I think you're missing the point here.

People's time is valuable, especially expert developers.

The 'Code' only part of the issue with respect to input cost. Someone has to maintain that dev. account, maintain their skills, stay on top of distribution policies, probably take on some legal risk, keep the build kind of up to day.

That takes skill. We mostly want it that way so that distribution is clean and clear and reasonable for those involved.

If it's a niche product, then $20 is not going to add up to a lot of money.

If it's a professional product, then $20 is basically $0 for all intents and purposes, it's the cost of a stapler on which case cost should not be a problem.

The AppStore is generally an open market, if $20 price is too high and someone is raking in big profits, someone can publish the same thing.

In the end, what we want to achieve is a price point that matches the material value creation involved in the 'maintenance of the build and distribution aspects'.

That's actually efficient, and what we want.

There's no such thing as 'free' - it's all time and labour and there are number of issues involved.

FOSS should be considered 'volunteer labour' which makes the underlying costs more apparent, the code and licensing is a distraction from that.


That $20 doesn't go to the dev. It goes to Apple, and, in the USA, requires doxxing yourself to the vendor to get a copy of free-as-in-freedom software.

That's unacceptable and repugnant, and it doesn't have any bearing on the volunteer labor.

There is such a thing that's free: free software. It was produced with volunteer labor (but doesn't have to be - look at golang!), but the end result/product is free-as-in-freedom and free-as-in-beer.

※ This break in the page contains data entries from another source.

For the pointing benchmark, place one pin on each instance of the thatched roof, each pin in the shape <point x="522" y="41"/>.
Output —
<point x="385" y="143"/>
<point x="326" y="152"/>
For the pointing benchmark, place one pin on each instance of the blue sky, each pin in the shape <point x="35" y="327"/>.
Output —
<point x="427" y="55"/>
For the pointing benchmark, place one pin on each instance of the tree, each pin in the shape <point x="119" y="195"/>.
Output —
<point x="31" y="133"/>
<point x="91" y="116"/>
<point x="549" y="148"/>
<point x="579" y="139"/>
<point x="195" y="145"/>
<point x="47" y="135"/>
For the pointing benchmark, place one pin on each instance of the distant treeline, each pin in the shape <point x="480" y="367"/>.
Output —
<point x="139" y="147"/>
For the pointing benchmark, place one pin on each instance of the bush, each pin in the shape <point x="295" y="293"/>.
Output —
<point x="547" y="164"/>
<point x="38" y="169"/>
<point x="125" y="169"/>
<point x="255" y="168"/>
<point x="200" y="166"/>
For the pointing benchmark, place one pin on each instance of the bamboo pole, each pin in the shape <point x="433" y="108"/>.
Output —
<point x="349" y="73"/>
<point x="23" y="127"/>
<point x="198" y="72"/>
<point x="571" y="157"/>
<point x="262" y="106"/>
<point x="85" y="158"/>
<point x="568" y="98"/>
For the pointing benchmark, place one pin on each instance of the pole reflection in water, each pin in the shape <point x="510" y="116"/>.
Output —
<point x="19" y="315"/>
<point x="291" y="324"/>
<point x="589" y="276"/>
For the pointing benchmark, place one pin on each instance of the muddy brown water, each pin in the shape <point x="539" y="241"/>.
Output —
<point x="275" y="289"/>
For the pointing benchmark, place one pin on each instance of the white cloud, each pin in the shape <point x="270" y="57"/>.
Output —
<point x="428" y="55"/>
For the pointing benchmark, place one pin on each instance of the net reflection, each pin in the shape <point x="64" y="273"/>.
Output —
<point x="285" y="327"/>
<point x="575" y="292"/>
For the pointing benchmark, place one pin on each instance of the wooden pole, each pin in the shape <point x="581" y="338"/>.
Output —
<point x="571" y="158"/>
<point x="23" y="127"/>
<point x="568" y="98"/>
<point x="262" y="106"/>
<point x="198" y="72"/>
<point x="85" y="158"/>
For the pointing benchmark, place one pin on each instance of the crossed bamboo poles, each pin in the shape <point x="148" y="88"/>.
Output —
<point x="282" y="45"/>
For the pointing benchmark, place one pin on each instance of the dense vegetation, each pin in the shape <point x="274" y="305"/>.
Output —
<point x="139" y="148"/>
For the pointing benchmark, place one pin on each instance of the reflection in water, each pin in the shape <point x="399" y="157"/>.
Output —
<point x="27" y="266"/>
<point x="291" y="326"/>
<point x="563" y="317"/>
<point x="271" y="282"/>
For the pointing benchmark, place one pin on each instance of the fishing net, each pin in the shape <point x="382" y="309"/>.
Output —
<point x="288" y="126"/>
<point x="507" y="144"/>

> what we want to achieve is a price point that matches the material value creation involved in the 'maintenance of the build and distribution aspects'.

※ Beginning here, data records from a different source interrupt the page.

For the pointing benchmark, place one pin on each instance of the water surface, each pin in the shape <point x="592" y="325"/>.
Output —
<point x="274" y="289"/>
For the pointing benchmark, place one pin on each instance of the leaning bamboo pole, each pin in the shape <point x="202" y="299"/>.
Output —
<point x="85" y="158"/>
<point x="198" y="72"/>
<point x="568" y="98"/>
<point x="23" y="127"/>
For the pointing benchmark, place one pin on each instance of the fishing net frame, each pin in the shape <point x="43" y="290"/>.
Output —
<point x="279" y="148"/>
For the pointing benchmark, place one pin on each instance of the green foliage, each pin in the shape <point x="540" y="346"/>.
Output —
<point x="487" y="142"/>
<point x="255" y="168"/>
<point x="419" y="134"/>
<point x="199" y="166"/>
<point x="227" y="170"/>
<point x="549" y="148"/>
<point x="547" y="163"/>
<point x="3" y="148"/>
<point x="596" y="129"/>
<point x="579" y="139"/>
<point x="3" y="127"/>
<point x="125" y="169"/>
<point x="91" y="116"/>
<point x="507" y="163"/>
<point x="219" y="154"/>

No, what I want to achieve with this free software is that anyone be able to access it without barriers whatsoever, including payment.


You're not grasping the part where there is material work and labour in most parts of the value chain including maintenance, inspection, and distribution of builds.

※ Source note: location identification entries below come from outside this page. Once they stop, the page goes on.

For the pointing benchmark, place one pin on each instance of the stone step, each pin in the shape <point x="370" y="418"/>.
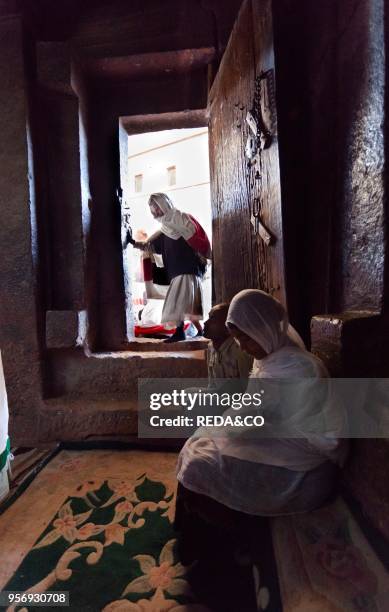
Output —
<point x="115" y="375"/>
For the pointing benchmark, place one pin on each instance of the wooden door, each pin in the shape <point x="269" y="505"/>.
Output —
<point x="242" y="259"/>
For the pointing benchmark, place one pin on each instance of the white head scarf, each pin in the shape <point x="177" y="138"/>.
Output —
<point x="174" y="223"/>
<point x="264" y="319"/>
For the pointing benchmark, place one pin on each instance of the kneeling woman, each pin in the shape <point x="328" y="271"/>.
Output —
<point x="263" y="476"/>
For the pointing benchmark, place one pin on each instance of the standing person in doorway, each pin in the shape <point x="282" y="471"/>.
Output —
<point x="185" y="249"/>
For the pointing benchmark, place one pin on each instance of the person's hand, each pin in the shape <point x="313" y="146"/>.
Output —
<point x="129" y="239"/>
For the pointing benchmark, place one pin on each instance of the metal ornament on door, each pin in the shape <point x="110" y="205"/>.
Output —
<point x="259" y="227"/>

Only 15% of that $20 goes to Apple - while that may be a few points to high, it's not egregious.

The rest of that money goes to the person responsible for maintaining the build, which is 'work'.

"That's unacceptable and repugnant, "

This is a completely naive view, tantamount to saying 'People should work for me, for free, because I said so, and it's repugnant for them not to!'.

"what I want to achieve with this free software is that anyone be able to access it without barriers whatsoever, including payment. "

For 'source code' - this is already possible, because 'source code' can fairly easily be provided 'for free'.

But a maintained and up-to-date build, for specific platforms, with all of the unavoidable regulatory overhead - has cost.

If you want that to be 'free' - again you're expecting someone to labour for you.

There's an easy answer to this -> it's $20 on the App Store.

If you want to do free labour and make it free, you can do that.

But otherwise this 'moral indignation' and 'repugnance' at people who are unwilling to labour for you, for free, is a problem.


Why aren't you complaining about OpenSSH and Ubuntu costing $0, then?

It's not that people are unwilling to do free labor. It's that people, Apple principally among them, are rent-seeking.